We fear now that quality control and compliance aspects of the public authorities have eroded over the years when it comes to disseminating written messages publically. Typos that creep into important messages basically due to carelessness not only reflect modus operandi of the institutions concerned but also pose questions on their quality control mechanism. Such erroneous communications indicate lax quality control practice on their part. Broadly, these point to the reality that our system has been gradually undermining the possibility to orient ourselves toward promoting perfectionist value of the society. Undoubtedly, negligence-induced typos have been attributive to further eroding public institutions’ credibility.
Typos generally are the result of carelessness. Failure to pause and check before hitting the ‘enter’ and ‘send’ buttons or total disregard to details is the problem. Content automation has not been a practice yet neither having the final drafts of communications reviewed by more than a pair of professional eyes. Typos on social media indicate that intellectual practice is failing among bureaucrats and politicians.
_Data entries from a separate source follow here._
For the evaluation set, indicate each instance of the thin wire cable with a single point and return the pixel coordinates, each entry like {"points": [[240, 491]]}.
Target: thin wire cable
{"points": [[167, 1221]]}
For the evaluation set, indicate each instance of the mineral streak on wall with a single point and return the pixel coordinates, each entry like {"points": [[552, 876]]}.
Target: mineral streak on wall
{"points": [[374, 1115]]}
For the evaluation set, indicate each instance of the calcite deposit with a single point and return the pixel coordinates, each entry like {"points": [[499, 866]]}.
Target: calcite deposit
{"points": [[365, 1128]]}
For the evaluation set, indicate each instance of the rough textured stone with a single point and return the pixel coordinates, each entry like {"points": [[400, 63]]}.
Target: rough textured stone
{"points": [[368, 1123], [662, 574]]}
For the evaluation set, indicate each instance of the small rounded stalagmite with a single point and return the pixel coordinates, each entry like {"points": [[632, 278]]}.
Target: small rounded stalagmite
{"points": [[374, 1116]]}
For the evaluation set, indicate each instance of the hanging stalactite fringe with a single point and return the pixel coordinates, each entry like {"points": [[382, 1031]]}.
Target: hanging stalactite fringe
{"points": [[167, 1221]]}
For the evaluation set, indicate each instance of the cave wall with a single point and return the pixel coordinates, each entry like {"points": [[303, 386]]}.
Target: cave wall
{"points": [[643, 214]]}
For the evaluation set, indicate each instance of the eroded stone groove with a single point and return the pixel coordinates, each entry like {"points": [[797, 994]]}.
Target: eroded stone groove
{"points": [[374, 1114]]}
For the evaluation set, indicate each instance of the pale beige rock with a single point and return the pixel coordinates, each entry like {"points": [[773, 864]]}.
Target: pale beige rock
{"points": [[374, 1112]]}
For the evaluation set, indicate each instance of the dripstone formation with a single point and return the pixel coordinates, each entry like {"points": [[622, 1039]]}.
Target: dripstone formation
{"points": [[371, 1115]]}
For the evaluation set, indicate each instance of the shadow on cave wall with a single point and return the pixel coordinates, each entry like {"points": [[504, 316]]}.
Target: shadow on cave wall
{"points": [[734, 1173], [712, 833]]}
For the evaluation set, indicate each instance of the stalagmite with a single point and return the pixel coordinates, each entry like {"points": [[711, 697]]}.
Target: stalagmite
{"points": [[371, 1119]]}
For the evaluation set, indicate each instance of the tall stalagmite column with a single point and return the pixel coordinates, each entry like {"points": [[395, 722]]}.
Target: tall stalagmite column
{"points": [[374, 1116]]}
Even the academic institutions are disregarding the core purpose of communicating.
No one is infallible. Popular dictum has it that to err is human. Written texts with occasional typos are, therefore, bearable. Even the typo nerds disregard them. However, communications littered with multiple instances of typos are a big problem as they convey merely the half-formed thoughts failing to meet the purpose of messaging. They are reducible so can be detected and corrected before making important communications public. Modern typing devices do not fail as they are created to be more accurate and mechanical than humans. Typos occur because fingers fail but brain and honest efforts can correct them if a writer believes in the set standards and makes every effort to minimize them.